Deletion and Insertion
The design of the T7.1 genome allows for the simple deletions of parts. Generally, we isolate the section containing the part by digesting with the bracketing restriction enzyme. We ligate the fragments to reform the section minus the deleted part, and then join the section to the rest of the genome. Insertion of a new part can be more involved. Most simply, if there is a pre-existing restriction site due to a deletion operation, then we can insert a new part in its place. If no such site exists, another method involves using two restriction enzymes, NgoMIV and BspEI, that are 0-cutters across both the wild-type T7 and all refactored sections. NgoMIV and BspEI have different recognition sequences but produce the same overhang upon digestion. This allows for ligation of a product into these sites, while simultaneously preventing the restriction sites from being reformed. Thus, we can replace a part adjacent to the desired insertion site with the same part that has an NgoMIV site appended to it. Then, we amplify the part to be inserted with bracketing BspEI sites and insert the part into the NgoMIV site. Since neither restriction site is reformed upon insertion, this method is idempotent.
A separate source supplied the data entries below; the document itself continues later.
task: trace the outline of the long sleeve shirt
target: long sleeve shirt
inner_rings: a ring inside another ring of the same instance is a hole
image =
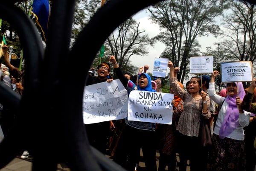
[[[216,125],[213,130],[214,134],[219,135],[220,129],[224,119],[226,111],[229,104],[226,101],[225,101],[221,105],[222,102],[226,98],[217,95],[215,87],[215,83],[210,83],[208,92],[210,96],[210,98],[215,101],[218,105],[221,106],[218,113],[218,119],[216,121]],[[245,97],[244,98],[244,98],[245,98]],[[239,126],[227,137],[234,140],[244,140],[244,134],[243,128],[249,124],[250,115],[250,113],[246,111],[244,111],[243,113],[239,113]]]
[[[211,113],[208,110],[206,113],[202,112],[202,98],[195,99],[191,95],[180,86],[174,78],[170,78],[170,84],[176,94],[184,101],[183,112],[181,115],[176,129],[185,135],[190,137],[198,136],[201,116],[209,119]],[[210,106],[209,97],[206,96],[207,106]]]

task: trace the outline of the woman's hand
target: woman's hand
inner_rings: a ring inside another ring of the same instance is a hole
[[[204,92],[204,91],[201,92],[201,97],[202,97],[202,100],[203,101],[204,101],[206,100],[206,93]]]
[[[114,64],[116,63],[116,60],[115,56],[113,55],[111,55],[109,58],[109,61],[112,63],[112,64]]]

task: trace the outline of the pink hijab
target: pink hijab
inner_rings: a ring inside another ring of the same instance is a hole
[[[243,84],[241,82],[235,83],[238,88],[238,94],[242,101],[245,95]],[[228,106],[220,129],[219,136],[221,139],[230,134],[239,125],[239,111],[236,102],[236,98],[237,96],[237,94],[233,96],[227,95],[225,99],[228,104]]]

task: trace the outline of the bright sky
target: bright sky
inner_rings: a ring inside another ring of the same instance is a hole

Since we did not know how a phage made of separated parts would function (e.g., would it form plaques?), we thought that it would be prudent to be able to easily revert to the wild-type T7 sequence for purposes of comparison and debugging. Thus, we used silent mutations to add additional 1-cutter restriction sites to section alpha. These new restriction sites, labeled U1-4, are useful if we desired to replace refactored regions with wild-type sequence. In sections beta through zêta, such extra sites were superfluous because we used 0-cutters to bracket parts; 0-cutters can also be used to revert refactored regions to wild-type sequence.
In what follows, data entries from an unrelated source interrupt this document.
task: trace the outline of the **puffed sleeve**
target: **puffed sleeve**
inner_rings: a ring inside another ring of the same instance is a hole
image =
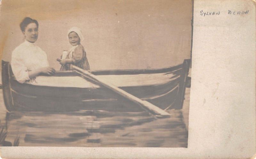
[[[75,64],[80,62],[84,58],[84,47],[80,45],[75,49],[73,53],[72,61]]]
[[[12,52],[12,69],[14,76],[19,82],[23,83],[26,80],[29,80],[28,69],[25,66],[20,55],[17,50]]]

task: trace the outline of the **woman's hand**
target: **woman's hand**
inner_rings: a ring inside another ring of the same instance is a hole
[[[67,60],[66,59],[63,59],[60,62],[60,63],[61,64],[65,64],[67,63]]]
[[[52,75],[54,74],[56,71],[51,67],[46,67],[41,68],[41,73],[49,75]]]

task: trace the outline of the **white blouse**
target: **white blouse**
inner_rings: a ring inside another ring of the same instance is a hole
[[[25,40],[12,52],[11,65],[16,80],[23,83],[30,80],[28,71],[48,66],[49,64],[44,51]]]

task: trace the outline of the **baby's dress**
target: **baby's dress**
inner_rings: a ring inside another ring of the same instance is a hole
[[[90,69],[89,63],[86,57],[86,53],[84,47],[81,44],[74,47],[73,49],[71,49],[67,56],[66,58],[72,58],[73,62],[71,64],[82,69],[86,70]],[[62,65],[60,70],[70,70],[70,64],[66,64]]]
We used scaffolds to build sections alpha and beta. A scaffold is essentially the sequence that remains when all parts are removed from the section. As such, the scaffold contains all the restriction sites required to assemble the parts to form the section. In addition, if a fully refactored phage was not viable, we could use the scaffold to incrementally revert the sequence back to wild type in an attempt to restore function.